MARCO GALVANI
Cronaca

Briosco, a Villa Medici Giulini il tempio del pianoforte

Fernanda è la padrona della casa di famiglia trasformata in un museo. In mostra un’ottantina di strumenti preziosi dal Settecento ad oggi

Fernanda Giulini tra i suoi pianoforti nella villa di Briosco

Briosco (Monza Brianza), 5 luglio 2020 Nel Medioevo era una fortezza costruita a guardia dei villaggi. Poi è diventata una villa fattoria, un piccolo latifondo. Ma quei cinquemila metri quadrati abbracciati a "questa Brianza che distava 4 ore di cavallo dalla città ed era la prima collina dove andare a cercare fresco", oggi è uno dei monumenti più antichi della Lombardia, rimasto così com’era nelle mappe di Maria Teresa del 1721.

Uno scrigno dove "queste grandi sale, piene di silenzi pur essendo in centro paese, sono un luogo amabile per suonare, per comporre, per studiare, per dialogare sulla musica". E dove l’architettura s’accorda all’acustica senza un disegno predefinito, ma per "pura magia". E’ questa "la mia prima percezione, quella straordinaria qualità che può esistere nelle ville venete ed esisteva nelle grandi sale da concerto di Vienna". Fernanda Giulini è la padrona di questa casa-museo appartenuta alla sua famiglia e che lei da quarant’anni ha acquisito. Lei, diplomata in pianoforte, imprenditrice e collezionista di strumenti musicali quasi per caso e sicuramente per passione. Nelle sale di Villa Medici Giulini viene raccolta e raccontata la storia del pianoforte, dagli antichi fortepiani del Settecento ai nostri giorni. Ricreando l’atmosfera delle sale storiche nelle quali sono nati i capolavori dei compositori viennesi e francesi, ognuno con il suo "strumento prediletto". Un’ottantina di strumenti con cui Fernanda Giulini ha arredato la villa. A cominciare da un moderno Yamaha, "solido così non lo devo accordare in questa casa di campagna". Vive qui sei mesi all’anno, dalla primavera all’autunno.

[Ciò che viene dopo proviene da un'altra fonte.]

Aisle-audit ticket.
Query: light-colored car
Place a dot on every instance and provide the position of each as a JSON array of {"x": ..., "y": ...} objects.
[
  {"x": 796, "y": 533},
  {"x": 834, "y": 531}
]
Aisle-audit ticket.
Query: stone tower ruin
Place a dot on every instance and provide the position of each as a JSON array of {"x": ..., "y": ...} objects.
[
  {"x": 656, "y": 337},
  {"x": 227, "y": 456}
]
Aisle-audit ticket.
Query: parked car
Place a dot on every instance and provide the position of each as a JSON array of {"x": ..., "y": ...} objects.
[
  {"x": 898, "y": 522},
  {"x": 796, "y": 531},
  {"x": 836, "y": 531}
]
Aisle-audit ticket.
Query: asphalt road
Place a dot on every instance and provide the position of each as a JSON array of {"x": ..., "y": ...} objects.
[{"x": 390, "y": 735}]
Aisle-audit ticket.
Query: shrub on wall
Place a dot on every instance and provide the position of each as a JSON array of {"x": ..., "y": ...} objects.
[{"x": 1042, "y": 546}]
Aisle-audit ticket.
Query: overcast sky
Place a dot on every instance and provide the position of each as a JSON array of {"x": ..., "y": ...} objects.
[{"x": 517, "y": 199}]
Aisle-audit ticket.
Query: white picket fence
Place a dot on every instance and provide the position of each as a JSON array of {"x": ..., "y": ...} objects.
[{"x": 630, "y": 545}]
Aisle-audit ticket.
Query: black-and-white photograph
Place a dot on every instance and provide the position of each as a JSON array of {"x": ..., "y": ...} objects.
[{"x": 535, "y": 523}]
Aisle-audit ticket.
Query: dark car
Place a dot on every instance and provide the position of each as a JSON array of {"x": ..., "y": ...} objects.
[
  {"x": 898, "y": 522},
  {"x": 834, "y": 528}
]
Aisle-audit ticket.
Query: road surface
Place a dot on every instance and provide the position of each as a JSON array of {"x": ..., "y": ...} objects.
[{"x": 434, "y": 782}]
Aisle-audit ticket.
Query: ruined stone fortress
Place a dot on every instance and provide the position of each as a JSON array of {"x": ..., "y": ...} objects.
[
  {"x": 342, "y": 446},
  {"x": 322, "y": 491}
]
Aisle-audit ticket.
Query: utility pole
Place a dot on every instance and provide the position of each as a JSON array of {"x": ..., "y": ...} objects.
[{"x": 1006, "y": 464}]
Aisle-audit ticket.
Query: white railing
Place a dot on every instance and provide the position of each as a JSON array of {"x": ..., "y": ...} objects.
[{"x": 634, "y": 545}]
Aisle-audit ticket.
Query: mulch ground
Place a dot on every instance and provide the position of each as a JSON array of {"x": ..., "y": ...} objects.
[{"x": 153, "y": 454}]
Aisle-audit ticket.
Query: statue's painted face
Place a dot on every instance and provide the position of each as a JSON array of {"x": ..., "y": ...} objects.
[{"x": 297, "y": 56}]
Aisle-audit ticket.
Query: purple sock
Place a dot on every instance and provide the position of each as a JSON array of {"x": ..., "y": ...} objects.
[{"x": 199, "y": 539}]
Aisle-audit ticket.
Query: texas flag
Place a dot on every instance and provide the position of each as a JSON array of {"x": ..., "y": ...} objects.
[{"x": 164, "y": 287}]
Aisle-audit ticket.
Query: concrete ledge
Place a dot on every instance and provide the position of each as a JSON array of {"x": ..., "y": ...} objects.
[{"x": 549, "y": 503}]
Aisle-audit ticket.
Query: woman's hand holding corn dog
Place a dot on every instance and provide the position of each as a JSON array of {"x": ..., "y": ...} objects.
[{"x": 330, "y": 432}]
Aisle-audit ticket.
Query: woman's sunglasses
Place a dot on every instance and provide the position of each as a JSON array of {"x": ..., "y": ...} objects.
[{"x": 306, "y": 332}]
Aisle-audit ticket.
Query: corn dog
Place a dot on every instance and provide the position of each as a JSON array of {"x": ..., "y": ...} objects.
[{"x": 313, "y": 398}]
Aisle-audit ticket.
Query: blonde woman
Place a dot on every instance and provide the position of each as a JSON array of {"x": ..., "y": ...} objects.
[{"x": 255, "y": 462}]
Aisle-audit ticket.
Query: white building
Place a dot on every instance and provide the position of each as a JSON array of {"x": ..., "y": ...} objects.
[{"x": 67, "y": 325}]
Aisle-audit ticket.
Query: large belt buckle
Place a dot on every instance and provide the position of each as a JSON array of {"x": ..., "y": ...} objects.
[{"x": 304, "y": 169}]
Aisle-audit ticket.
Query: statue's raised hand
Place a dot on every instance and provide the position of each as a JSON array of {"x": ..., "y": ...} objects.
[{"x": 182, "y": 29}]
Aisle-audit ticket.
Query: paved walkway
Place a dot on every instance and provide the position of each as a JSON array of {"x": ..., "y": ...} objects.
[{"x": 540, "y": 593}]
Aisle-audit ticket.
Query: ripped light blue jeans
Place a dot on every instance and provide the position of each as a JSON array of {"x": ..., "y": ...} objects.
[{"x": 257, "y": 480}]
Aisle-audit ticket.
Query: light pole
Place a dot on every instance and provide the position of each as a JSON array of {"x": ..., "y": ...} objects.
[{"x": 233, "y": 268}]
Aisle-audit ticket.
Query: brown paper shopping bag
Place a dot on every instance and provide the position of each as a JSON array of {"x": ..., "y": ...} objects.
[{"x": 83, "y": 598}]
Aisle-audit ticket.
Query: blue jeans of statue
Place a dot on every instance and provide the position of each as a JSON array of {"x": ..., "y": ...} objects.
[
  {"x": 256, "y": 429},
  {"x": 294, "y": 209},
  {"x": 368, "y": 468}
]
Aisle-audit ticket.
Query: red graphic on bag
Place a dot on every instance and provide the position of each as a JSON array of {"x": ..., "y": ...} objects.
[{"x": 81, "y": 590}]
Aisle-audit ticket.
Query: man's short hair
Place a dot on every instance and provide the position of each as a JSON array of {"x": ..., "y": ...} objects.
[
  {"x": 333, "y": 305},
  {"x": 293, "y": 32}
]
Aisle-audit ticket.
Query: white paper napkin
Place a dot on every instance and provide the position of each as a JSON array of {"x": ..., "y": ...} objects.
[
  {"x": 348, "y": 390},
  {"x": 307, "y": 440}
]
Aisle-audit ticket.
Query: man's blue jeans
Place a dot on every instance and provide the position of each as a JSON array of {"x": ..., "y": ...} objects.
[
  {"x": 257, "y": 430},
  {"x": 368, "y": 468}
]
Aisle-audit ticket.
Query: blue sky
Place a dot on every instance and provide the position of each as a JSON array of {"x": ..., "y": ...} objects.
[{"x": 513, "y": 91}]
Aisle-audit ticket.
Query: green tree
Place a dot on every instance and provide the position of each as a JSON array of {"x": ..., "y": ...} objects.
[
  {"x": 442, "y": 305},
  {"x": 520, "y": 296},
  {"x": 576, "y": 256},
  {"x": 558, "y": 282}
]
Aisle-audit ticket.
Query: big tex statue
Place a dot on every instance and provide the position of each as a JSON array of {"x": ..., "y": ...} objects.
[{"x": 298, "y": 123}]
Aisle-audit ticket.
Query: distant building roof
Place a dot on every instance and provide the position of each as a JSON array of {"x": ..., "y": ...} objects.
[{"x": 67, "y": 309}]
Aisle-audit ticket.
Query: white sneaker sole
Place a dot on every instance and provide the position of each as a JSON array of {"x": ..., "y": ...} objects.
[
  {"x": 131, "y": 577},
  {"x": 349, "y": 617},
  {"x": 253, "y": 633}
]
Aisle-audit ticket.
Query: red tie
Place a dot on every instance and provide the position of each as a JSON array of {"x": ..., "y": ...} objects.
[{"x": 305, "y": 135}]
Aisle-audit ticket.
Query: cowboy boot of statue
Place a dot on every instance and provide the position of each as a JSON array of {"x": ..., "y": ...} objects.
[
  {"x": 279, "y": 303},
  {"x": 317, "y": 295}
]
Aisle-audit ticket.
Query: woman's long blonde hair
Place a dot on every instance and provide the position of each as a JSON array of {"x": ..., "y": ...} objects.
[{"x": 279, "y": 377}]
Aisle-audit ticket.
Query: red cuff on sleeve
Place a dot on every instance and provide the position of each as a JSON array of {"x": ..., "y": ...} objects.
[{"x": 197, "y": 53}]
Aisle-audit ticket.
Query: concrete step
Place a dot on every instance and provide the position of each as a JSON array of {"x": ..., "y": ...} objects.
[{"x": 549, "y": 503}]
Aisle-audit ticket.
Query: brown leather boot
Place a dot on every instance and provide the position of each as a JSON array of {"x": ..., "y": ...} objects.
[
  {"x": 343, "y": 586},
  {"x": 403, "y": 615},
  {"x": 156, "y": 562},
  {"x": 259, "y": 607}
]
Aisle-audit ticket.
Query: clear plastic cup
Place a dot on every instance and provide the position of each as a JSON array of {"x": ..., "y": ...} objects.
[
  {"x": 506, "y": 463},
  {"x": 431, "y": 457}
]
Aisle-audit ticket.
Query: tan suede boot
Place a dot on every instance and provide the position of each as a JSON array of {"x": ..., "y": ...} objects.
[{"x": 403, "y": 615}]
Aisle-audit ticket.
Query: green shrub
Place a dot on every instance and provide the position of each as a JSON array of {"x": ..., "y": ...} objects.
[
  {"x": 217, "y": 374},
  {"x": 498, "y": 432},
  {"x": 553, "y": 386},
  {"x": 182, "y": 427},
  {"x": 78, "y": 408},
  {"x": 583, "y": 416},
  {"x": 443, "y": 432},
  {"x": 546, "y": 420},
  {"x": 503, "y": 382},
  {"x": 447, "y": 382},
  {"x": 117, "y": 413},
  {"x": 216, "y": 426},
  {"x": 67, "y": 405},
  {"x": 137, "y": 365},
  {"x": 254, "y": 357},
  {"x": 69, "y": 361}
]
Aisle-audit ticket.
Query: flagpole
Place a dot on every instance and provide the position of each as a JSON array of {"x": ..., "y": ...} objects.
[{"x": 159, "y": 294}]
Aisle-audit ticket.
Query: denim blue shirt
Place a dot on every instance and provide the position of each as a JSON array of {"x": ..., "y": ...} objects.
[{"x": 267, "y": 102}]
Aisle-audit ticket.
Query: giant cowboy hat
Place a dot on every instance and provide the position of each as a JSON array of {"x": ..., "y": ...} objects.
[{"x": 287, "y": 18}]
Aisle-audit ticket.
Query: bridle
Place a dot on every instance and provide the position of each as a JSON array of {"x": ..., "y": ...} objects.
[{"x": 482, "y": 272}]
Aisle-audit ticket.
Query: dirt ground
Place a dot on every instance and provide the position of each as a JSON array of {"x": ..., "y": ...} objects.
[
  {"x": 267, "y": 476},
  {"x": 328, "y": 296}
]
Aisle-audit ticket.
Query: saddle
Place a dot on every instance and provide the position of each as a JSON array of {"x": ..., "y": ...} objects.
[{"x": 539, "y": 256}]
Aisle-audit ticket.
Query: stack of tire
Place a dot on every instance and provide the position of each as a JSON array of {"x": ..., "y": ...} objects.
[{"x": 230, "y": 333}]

«Nel ridare un’identità a questa dimora ho prediletto gli strumenti musicali che sono entrati qui come d’incanto – racconta -. Non doveva esserci una quantità inenarrabile di strumenti musicali che avrebbero creato solo del disordine, della disarmonia, ma che ogni sala avesse la sua identità di arte e di musica". "Una sera, avendo ospite Claudio Scimone, ebbi da lui la conferma che il suono della sala era di straordinaria bellezza – continua -. Nella sala c’era già un cembalo spagnolo. Il suono era naturalmente amplificato e senza alcuna eco. Da lì sono iniziate le prime acquisizioni che, però, mi hanno provocato inquietudine perché eseguivo la musica che ho studiato su pianoforti moderni con strumenti molto simili a quelli su cui era stata composta. Ed è stata un’esperienza che ha messo in discussione tutto quello che mi avevano insegnato e ho capito che bisognava andare avanti".

La scelta, sempre dettata dall’estetica. Proprio come avveniva nel Settecento, quando la sala da musica era la televisione e gli strumenti facevano parte dell’arredo e venivano costruiti a seconda della ricchezza del committente per cui lavoravano i musicisti. Dagli Anton Walter su cui componeva a Mozart agli Schanz, dai Pleyel di Chopin agli Erard di Verdi, Listz e Wagner fino ai moderni Steinway. Piccoli e grandi "monumenti di musica e di bellezza".